Rural hospitals and dentists experience crunch under Illinois’ stay at home order

(The Center Square) – Guidance sent to hospitals and other health care facilities from the Illinois Department of Public Health sets out various criteria they must meet to start elective procedures May 11.

Postponing elective procedures was a move to ensure hospitals wouldn’t get overrun if there was a surge of COVID-19 patients, officials have said.

WGN reports at least $7.4 million was spent on 3,000 beds at McCormick Place in Chicago as a “just-in-case” hospital. But the facility saw only 24 mild COVID patients. Other temporary alternative facilities elsewhere didn’t see any, the report said.

State Rep. Brad Halbrook, R-Shelbyville, said hospitals in his rural district are already hemorrhaging jobs due to a lack of elective procedures. He says they need to open sooner than May 11.
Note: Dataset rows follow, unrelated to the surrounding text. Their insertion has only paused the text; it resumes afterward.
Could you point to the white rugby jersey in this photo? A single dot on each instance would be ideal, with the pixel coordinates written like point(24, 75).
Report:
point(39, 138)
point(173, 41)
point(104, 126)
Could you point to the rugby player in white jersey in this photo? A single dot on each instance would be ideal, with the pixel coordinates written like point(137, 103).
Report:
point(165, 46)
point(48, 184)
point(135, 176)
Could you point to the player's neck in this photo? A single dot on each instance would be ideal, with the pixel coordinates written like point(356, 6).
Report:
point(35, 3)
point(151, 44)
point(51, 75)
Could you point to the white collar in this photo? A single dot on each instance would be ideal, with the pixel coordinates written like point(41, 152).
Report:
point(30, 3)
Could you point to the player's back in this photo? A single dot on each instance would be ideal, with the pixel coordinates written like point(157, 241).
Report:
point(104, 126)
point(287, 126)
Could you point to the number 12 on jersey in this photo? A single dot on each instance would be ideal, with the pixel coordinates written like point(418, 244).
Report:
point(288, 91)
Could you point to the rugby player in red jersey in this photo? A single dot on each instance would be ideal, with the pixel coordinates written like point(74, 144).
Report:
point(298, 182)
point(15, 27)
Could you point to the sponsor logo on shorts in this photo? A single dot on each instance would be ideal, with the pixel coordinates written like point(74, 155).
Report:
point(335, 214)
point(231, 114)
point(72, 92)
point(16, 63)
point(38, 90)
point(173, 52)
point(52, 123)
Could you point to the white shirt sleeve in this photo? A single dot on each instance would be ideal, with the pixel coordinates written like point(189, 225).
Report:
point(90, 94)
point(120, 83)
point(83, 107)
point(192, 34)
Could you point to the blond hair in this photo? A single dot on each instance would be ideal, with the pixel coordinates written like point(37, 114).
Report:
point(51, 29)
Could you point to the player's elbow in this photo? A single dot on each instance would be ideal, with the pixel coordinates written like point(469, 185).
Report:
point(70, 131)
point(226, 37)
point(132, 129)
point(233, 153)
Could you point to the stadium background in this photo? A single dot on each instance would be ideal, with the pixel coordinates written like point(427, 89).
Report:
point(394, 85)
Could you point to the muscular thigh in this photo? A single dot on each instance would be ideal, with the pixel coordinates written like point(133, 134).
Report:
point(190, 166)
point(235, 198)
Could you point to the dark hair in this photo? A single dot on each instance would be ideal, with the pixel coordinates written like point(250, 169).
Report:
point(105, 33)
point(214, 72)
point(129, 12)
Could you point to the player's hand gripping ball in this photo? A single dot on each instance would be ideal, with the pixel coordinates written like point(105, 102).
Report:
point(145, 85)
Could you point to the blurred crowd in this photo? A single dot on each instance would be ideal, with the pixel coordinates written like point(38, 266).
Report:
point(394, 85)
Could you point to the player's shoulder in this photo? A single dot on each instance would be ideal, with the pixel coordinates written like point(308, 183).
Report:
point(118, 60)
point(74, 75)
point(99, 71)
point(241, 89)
“So they’re pushing all of these elective surgeries off that were in the hopper, in the cue to get done, and so it’s hard to say how much more pain and suffering it’s causing the potential patients there pushing these off,” Halbrook said.

Near Mattoon, Gary Stephen, who runs a jail and prison ministry, said health care facilities are “dying.”
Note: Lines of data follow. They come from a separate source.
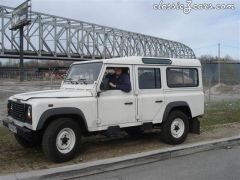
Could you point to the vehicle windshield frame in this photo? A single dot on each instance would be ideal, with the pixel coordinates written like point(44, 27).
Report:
point(83, 81)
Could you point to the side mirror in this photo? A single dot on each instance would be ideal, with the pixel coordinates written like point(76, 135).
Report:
point(64, 76)
point(105, 84)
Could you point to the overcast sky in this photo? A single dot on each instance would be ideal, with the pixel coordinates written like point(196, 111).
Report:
point(200, 29)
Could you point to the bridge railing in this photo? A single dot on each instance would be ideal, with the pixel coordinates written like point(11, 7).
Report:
point(52, 37)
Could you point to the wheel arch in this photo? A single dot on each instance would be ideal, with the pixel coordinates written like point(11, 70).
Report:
point(69, 112)
point(177, 105)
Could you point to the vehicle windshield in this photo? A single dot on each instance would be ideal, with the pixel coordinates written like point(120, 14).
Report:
point(83, 73)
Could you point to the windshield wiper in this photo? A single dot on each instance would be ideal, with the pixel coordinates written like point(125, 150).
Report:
point(82, 80)
point(70, 80)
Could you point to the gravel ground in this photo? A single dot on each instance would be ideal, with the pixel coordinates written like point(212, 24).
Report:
point(14, 158)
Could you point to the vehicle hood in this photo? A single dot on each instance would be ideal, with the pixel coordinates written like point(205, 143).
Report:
point(60, 93)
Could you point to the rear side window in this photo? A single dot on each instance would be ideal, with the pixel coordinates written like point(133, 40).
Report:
point(149, 78)
point(182, 77)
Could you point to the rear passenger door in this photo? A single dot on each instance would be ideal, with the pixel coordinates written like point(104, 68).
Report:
point(149, 93)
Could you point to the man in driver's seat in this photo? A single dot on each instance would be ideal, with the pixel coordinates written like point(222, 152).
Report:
point(120, 80)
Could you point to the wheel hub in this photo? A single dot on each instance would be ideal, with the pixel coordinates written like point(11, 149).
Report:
point(177, 128)
point(66, 140)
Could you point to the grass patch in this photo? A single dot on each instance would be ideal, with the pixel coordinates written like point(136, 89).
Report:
point(222, 112)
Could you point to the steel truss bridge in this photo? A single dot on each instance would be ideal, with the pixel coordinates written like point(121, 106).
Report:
point(56, 38)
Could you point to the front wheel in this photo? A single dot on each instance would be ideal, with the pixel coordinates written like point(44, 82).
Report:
point(175, 128)
point(61, 140)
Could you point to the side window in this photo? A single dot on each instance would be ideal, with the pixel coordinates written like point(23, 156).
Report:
point(149, 78)
point(116, 78)
point(182, 77)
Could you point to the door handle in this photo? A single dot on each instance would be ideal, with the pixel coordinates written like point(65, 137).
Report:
point(128, 103)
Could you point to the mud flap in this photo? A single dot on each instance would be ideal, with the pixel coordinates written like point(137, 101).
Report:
point(194, 126)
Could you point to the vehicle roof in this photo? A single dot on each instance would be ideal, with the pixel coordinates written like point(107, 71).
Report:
point(137, 60)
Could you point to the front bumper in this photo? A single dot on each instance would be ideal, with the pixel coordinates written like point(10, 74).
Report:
point(22, 131)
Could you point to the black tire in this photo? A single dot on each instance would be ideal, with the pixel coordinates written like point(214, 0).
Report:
point(134, 131)
point(27, 142)
point(49, 141)
point(166, 134)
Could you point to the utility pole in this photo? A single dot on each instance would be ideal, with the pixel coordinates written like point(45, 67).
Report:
point(219, 65)
point(21, 16)
point(21, 55)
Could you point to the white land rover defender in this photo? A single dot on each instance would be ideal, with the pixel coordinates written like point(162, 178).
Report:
point(163, 93)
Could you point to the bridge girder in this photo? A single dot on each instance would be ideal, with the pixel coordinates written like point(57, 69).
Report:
point(57, 38)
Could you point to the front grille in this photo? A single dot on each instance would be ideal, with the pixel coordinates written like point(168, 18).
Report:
point(18, 111)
“Goodness, yeah, it’s going to do a lot of damage,” Stephen said. “There’s going to be long-term issues, unintended consequences to this. IT seems to be doing a lot more damage than people can see.”

The IDPH guidance includes regional occupancy requirements for elective inpatient procedures to have no less than 20 percent available capacity for ICU beds, surgical beds and ventilators, among other requirements.
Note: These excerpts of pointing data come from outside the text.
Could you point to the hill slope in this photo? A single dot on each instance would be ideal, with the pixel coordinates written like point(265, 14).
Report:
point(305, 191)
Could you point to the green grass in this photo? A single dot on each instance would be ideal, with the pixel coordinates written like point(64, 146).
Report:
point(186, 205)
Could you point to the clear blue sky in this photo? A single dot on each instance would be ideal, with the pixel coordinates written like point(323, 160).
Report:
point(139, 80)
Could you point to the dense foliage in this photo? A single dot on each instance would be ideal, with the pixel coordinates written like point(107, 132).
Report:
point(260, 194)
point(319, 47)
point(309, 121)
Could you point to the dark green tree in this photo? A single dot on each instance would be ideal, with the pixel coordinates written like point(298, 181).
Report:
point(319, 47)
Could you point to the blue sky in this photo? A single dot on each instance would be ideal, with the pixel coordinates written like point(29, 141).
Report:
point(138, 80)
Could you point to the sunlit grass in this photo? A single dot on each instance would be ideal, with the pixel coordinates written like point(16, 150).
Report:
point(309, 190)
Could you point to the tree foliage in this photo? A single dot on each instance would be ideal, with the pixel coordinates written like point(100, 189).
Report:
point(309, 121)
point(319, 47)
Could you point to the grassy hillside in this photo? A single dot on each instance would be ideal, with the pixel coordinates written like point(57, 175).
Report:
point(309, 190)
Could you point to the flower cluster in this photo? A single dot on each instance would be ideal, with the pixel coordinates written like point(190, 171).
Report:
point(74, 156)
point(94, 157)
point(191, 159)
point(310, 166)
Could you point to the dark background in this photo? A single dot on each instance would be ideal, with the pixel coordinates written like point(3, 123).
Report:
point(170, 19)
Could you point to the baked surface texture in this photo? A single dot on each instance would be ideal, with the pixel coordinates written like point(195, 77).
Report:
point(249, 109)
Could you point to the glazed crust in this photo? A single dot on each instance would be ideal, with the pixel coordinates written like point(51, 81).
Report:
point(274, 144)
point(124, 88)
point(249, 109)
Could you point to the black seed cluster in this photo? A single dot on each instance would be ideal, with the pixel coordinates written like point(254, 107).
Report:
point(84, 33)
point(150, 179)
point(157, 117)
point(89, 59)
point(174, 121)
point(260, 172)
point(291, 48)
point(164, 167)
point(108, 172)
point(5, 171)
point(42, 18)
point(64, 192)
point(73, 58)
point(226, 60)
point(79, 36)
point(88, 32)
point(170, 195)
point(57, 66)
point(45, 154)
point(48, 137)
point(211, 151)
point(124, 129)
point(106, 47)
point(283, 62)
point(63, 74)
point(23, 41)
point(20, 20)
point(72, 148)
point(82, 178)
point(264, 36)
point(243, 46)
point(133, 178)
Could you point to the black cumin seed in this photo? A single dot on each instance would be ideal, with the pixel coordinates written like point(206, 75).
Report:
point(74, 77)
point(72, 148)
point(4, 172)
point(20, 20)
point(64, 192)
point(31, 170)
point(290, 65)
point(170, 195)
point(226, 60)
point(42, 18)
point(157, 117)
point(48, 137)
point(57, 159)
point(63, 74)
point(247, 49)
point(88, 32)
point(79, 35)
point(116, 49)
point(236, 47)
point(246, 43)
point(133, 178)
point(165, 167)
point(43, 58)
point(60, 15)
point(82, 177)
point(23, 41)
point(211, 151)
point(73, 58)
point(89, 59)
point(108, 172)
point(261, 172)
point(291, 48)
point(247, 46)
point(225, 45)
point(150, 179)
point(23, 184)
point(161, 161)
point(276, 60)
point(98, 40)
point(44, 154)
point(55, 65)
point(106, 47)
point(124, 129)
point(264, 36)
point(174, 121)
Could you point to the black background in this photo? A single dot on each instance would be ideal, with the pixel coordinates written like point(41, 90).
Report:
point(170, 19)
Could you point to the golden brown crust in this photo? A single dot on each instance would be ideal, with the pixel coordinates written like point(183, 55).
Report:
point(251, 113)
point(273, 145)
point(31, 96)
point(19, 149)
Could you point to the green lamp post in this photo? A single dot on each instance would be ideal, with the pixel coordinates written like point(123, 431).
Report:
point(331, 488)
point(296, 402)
The guidance also said facilities must test each patient for COVID-19 within 72 hours of a scheduled procedure. They must then self-quarantine until the day of surgery.

“Elective procedures may be suspended again as determined by the Director of the Illinois Department of Public Health in the event of the following circumstances: a) rapid resurgence or a second wave of COVID-19; b) decrease in statewide hospital COVID-19 testing levels,” the guidance said.

The Illinois Department of Public Health published regional hospital utilization data online (

Dentistry is also impacted by the governor’s stay-at-home orders.

The Illinois State Dental Association wrote the governor a letter April 20 acknowledging almost all of the state’s dental offices were closed to all but emergency procedures.

They said national polling found 4 percent of dental practices won’t be able to sustain their practice with the shutdown through April. The number jumps to 18 percent if there’s a June end date.

The following weekend, Pritzker said he never closed dentists offices.

“We actually never closed dentists or doctors offices in the EO,” Pritzker said.

He then came back two days later and apologized for the confusion he created.

“Our executive order did not close dental offices, but IDPH has issued guidance to dentists focusing their work on more emergency procedures,” Pritzker said.

As of Thursday, the final day of the governor’s most recently filed stay-at-home order, the governor has yet to file a signed, updated order but said last week he would extend it through the end of May.